Luke Abbott
Translate
8/10
8/10
It’s been six years since Luke Abbott’s last solo release: the weird and wonderful Wysing Forest, a project which showed the Norwich-based experimental musician and composer at his most abstract. Having spent the best part of the past decade focusing on collaborative work, be it soundtracks (for 2014’s The Goob and Jessica Hynes’ project The Flight), or as part of the electronic jazz group Szun Waves (along with Portico Quartet’s Jack Wyllie and Australian drummer Laurence Pike), Translate sees Abbott on his own again.

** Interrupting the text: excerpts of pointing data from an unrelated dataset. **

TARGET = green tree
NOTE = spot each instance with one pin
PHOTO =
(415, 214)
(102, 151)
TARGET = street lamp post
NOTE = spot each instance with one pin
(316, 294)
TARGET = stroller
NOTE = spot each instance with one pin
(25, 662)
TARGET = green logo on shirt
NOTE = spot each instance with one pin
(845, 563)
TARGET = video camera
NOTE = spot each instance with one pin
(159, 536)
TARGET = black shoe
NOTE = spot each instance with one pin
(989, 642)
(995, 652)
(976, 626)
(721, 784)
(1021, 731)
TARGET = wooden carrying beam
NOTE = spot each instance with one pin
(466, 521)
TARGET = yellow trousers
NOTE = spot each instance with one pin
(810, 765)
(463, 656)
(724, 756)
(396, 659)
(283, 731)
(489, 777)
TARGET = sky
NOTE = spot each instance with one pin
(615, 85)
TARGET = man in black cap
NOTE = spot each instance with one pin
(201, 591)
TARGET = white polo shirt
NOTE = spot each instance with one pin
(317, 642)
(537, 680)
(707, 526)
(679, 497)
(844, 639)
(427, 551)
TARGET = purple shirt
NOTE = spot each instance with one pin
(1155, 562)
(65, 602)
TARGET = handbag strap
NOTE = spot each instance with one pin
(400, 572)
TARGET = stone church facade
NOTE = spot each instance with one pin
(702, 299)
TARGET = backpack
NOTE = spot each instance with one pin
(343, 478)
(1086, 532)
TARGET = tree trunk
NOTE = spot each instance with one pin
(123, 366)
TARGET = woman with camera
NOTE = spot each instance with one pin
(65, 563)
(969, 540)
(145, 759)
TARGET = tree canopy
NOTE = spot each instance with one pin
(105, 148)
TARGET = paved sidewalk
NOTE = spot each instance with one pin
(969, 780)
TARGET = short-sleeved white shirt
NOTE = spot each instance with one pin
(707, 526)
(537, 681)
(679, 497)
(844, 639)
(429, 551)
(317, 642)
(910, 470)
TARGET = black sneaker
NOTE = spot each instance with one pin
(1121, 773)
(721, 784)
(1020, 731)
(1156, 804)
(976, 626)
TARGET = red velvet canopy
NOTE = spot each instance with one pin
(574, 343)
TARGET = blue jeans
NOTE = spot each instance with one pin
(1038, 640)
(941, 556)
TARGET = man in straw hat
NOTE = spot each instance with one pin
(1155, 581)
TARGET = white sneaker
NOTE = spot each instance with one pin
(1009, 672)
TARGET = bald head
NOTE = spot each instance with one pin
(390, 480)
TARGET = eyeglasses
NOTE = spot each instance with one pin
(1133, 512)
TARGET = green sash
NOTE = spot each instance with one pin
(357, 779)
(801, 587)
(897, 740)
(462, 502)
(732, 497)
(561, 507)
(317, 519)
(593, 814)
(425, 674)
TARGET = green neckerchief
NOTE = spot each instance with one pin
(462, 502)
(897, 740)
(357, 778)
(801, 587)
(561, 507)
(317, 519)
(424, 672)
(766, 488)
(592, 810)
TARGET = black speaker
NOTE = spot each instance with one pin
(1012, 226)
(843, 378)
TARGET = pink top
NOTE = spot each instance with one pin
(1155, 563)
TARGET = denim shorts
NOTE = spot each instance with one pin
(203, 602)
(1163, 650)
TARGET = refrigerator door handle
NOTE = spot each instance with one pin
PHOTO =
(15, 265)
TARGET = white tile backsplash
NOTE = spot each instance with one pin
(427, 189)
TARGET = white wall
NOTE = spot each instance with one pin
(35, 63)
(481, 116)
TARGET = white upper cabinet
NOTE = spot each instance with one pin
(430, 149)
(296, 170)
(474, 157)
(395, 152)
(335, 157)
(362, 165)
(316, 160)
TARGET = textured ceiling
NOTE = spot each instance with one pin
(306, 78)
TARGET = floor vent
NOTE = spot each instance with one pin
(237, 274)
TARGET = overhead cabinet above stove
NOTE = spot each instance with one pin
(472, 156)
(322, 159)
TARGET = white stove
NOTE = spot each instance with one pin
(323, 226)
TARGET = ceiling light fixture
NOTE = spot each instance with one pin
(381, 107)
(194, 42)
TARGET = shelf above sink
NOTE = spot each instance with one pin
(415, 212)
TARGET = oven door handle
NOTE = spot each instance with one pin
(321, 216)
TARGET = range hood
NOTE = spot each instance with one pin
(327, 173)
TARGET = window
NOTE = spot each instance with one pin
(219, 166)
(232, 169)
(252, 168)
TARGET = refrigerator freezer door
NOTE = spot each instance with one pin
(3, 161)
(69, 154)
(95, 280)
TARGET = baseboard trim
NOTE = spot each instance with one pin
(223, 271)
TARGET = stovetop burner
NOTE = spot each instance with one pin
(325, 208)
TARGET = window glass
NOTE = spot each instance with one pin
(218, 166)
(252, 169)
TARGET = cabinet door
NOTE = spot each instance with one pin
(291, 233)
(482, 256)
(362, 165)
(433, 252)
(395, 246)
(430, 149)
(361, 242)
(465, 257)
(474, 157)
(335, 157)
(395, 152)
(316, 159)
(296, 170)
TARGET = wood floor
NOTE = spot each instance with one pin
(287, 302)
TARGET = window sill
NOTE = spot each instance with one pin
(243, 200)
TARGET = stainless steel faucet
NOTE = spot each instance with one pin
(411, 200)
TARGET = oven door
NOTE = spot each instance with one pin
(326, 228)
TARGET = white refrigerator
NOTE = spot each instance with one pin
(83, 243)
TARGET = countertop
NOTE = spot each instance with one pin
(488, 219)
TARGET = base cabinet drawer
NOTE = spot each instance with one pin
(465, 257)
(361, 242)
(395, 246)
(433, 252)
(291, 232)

Recorded after a turbulent period in the artist’s personal life, he has described the process of making it as “like a psychedelic process of realigning your mind with the world.” It makes sense then, that Translate should feel both introspective, and cosmic – a delve inside the musician’s mind but at the same time an exploration of what lies far beyond. Abbott’s aptitude for constructing grand, cinematic soundscapes means parts of the record – ‘Luna’ and ‘Earthship’ in particular – feel like a sci-fi score, but the emotion at the crux of the project brings it back down to earth.
Like Holkham Drones, the masterful 2011 album which garnered Abbott global recognition, Translate is meditative, vital, and expertly crafted electronic music.